Esse telefonema – na minha opinião e não só – parece ser um claro sucesso do Vaticano: o papa da fraternidade, “fumaça nos olhos” de todos os teocratas, incluindo os iranianos, é reconhecido como “a” ponte para evitar os desdobramentos mais perigosos.
Chego assim ao dia que está no horizonte do meu breve diário, ou seja, a próxima sexta-feira – dia da oração islâmica – em que o líder do Hezbollah tomará a palavra: a hora e o dia do discurso de Nasrallah, na imitação do regime iraniano, indicam o tempo à disposição para a diplomacia internacional restabelecer a dissuasão e as regras de enfrentamento do confronto que podem ser consideradas “aceitáveis”. E o que poderia acontecer se, até às 15h de sexta-feira, isso não fosse alcançado?

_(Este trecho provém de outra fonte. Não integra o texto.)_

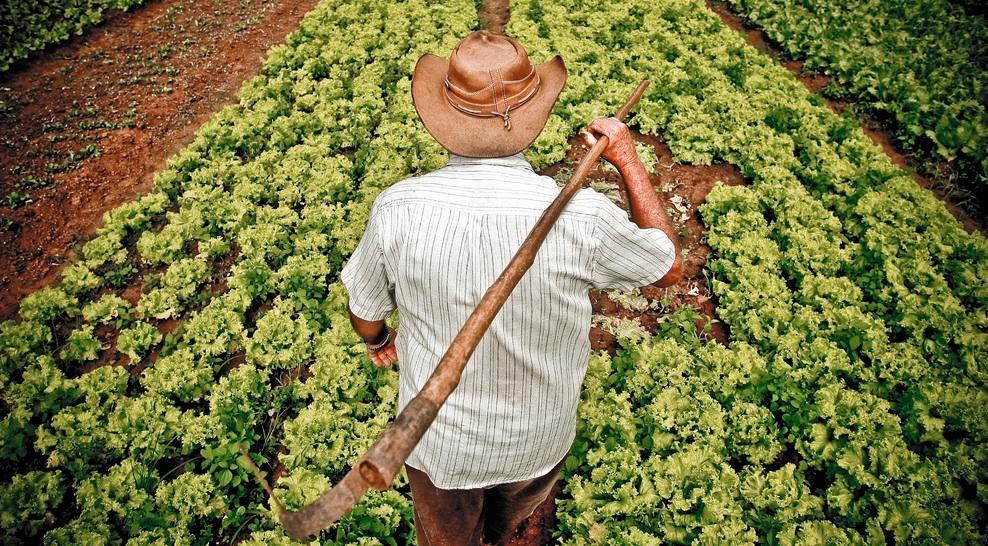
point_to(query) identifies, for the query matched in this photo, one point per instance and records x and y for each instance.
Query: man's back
(442, 239)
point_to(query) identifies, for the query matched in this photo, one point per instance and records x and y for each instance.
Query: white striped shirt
(434, 244)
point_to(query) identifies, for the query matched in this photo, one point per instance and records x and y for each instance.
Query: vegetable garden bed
(845, 408)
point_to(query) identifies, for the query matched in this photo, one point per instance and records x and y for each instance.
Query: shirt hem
(489, 484)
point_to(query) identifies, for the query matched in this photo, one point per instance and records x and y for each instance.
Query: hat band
(532, 82)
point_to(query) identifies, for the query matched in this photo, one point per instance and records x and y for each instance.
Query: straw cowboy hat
(487, 100)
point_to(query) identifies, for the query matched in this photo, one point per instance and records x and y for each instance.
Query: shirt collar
(515, 160)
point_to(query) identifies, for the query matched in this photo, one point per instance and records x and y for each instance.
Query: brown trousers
(462, 517)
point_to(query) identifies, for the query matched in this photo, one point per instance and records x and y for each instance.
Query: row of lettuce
(849, 408)
(182, 331)
(846, 410)
(921, 65)
(28, 26)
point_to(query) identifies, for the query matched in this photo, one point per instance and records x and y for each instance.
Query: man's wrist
(380, 340)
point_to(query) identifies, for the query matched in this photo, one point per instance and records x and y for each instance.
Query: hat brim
(472, 136)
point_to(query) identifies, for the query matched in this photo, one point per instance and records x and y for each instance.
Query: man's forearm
(646, 209)
(371, 331)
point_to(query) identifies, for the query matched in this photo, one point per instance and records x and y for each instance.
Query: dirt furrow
(86, 125)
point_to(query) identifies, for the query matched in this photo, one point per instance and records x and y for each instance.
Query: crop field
(844, 402)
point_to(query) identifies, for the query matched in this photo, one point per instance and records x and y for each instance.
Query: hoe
(379, 465)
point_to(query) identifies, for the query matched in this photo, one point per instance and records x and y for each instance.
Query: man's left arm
(379, 338)
(371, 294)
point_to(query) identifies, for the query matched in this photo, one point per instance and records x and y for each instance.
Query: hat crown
(489, 75)
(483, 55)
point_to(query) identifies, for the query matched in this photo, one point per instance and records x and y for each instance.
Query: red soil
(688, 185)
(135, 88)
(965, 208)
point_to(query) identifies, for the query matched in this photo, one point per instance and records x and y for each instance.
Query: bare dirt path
(965, 206)
(84, 126)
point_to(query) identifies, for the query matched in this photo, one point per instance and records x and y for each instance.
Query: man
(434, 244)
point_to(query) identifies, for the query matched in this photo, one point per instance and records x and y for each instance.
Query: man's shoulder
(447, 187)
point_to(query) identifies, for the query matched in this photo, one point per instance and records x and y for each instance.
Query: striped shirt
(434, 243)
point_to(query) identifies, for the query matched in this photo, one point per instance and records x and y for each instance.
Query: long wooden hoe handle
(382, 461)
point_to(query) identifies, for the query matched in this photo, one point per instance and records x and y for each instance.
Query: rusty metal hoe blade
(379, 465)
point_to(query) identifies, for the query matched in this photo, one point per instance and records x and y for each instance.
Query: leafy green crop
(848, 408)
(854, 301)
(27, 26)
(920, 64)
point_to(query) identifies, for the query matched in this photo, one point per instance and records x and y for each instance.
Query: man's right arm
(646, 209)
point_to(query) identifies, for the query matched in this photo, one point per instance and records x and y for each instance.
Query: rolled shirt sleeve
(626, 255)
(365, 277)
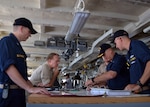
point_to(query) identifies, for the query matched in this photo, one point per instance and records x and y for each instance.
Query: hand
(133, 87)
(38, 90)
(88, 83)
(40, 85)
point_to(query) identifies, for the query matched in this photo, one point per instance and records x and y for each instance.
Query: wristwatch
(139, 83)
(93, 79)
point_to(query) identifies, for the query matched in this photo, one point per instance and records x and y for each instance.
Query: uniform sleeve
(142, 52)
(7, 55)
(46, 74)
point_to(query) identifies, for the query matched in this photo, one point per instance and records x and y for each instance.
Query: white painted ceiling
(52, 18)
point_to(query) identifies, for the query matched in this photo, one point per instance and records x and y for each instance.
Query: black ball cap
(26, 23)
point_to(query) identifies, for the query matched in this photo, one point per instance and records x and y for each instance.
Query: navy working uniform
(118, 65)
(12, 54)
(137, 61)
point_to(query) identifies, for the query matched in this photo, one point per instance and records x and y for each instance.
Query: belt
(10, 87)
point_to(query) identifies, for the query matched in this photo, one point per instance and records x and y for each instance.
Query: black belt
(11, 86)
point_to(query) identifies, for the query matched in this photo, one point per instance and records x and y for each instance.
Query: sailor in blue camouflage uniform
(13, 67)
(138, 58)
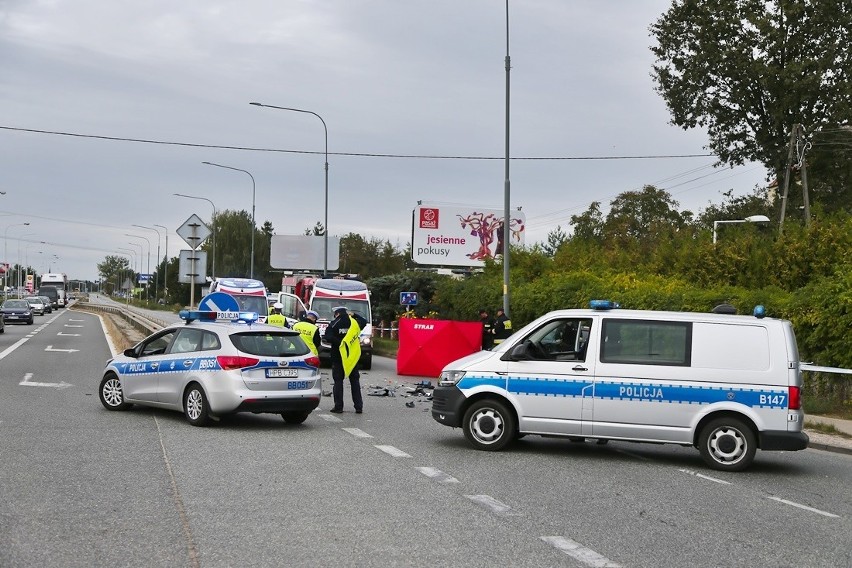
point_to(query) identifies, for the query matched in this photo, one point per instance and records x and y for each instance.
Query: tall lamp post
(213, 221)
(157, 280)
(148, 269)
(325, 219)
(750, 219)
(165, 264)
(251, 270)
(506, 184)
(6, 251)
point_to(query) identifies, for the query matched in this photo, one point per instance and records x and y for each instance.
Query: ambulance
(250, 294)
(724, 384)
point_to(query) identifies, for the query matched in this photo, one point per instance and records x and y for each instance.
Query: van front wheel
(489, 425)
(727, 444)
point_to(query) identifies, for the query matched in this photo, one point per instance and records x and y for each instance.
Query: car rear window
(270, 344)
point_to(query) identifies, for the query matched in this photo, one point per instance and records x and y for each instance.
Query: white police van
(726, 384)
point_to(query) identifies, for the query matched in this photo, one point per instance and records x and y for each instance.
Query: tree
(555, 239)
(113, 271)
(748, 70)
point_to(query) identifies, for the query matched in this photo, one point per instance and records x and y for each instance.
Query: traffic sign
(218, 302)
(193, 231)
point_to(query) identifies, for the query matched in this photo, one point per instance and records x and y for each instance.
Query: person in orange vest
(307, 327)
(343, 334)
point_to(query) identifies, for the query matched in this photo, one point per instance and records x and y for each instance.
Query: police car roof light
(203, 315)
(603, 305)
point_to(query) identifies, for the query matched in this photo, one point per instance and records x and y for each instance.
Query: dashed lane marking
(357, 432)
(707, 477)
(493, 505)
(579, 552)
(395, 452)
(437, 475)
(805, 507)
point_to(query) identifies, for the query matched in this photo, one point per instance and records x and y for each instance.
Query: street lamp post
(213, 222)
(165, 264)
(507, 229)
(325, 220)
(6, 251)
(157, 280)
(750, 219)
(148, 269)
(251, 270)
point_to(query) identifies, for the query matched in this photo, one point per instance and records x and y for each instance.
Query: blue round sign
(218, 302)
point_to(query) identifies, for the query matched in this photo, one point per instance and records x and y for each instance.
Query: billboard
(461, 236)
(303, 252)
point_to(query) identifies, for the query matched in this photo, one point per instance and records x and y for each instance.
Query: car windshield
(270, 344)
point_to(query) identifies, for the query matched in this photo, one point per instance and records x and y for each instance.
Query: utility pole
(787, 175)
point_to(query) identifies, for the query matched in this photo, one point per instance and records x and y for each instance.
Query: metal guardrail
(138, 320)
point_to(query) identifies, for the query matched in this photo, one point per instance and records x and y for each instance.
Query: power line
(353, 154)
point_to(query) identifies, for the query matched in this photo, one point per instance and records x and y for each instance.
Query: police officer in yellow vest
(343, 334)
(502, 327)
(276, 318)
(307, 327)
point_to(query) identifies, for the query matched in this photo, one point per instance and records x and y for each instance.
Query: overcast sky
(409, 78)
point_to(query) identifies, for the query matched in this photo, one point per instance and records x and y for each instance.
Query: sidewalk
(829, 442)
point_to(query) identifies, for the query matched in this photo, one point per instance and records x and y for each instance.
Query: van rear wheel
(727, 444)
(489, 425)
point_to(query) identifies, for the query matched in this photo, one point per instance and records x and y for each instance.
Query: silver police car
(207, 367)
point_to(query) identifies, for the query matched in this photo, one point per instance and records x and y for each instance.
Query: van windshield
(325, 307)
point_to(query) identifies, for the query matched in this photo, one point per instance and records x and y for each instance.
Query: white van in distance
(725, 384)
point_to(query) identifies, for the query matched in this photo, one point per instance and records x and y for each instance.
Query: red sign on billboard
(428, 218)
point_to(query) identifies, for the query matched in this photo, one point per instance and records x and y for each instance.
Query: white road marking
(357, 432)
(579, 552)
(707, 477)
(805, 507)
(28, 383)
(14, 346)
(492, 504)
(50, 348)
(395, 452)
(437, 475)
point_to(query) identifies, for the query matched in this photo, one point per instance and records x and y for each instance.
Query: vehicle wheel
(727, 444)
(489, 425)
(195, 405)
(111, 393)
(295, 417)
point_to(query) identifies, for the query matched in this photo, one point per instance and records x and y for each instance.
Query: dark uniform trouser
(337, 374)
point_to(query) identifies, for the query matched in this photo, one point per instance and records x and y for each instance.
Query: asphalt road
(82, 486)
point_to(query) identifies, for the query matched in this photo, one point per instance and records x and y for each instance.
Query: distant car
(37, 304)
(207, 367)
(17, 310)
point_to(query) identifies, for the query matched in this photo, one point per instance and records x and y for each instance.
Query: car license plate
(281, 373)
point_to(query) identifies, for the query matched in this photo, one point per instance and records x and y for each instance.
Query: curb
(830, 448)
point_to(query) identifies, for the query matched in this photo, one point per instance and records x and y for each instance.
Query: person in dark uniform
(335, 333)
(487, 329)
(502, 326)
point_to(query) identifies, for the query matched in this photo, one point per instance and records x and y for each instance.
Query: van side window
(645, 342)
(560, 340)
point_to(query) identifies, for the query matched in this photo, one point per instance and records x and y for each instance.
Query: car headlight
(450, 378)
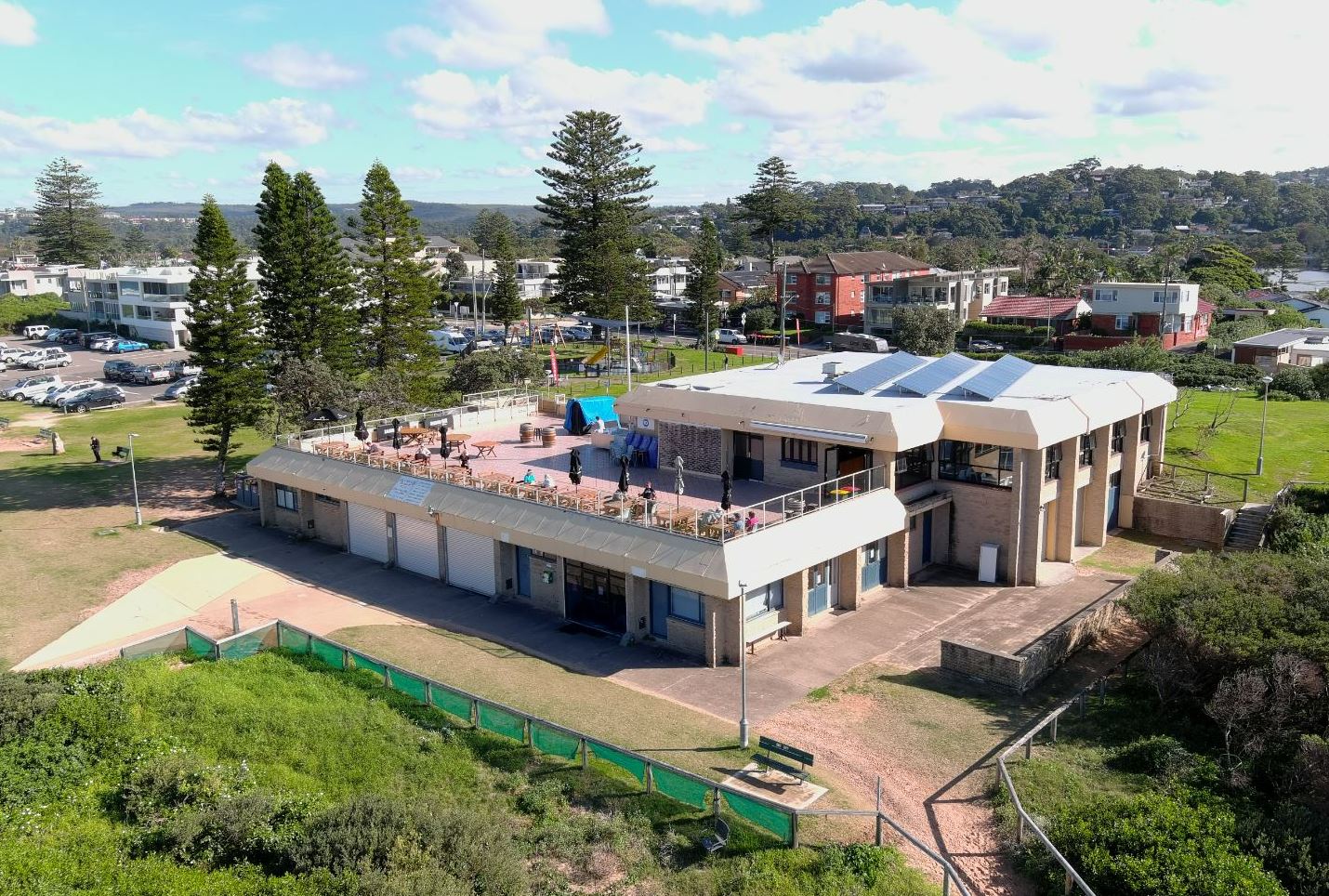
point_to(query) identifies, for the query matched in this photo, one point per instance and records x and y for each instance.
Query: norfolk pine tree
(506, 302)
(229, 394)
(68, 228)
(597, 201)
(398, 287)
(773, 204)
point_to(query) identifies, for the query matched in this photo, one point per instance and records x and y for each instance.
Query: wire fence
(552, 739)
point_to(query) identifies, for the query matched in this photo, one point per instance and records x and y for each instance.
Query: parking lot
(86, 364)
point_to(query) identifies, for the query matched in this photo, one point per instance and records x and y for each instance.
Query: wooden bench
(800, 757)
(775, 630)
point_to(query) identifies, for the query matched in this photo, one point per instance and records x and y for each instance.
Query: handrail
(586, 742)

Provavelmente, essa é a “pergunta-chave”, aquela que eu me faço, com inquietação, aos amigos que vivem em Beirute. Cultivar o risco de uma deflagração regional do conflito é o cerne do efeito psicológico com o qual o Irã conta, para obter e dar, embora lembrando que o Hezbollah já obteve nestes dias a confirmação de que Israel não está buscando uma escalada contra o Irã, dado que Israel não desafiou com força o Hezbollah, que evidentemente sabe pensar em seu próprio bem-estar, muito mais do que no dos pobres palestinos. Poucos veem isso. Então, por que o Hezbollah deveria subir demasiadamente o tom e mudar sua atitude?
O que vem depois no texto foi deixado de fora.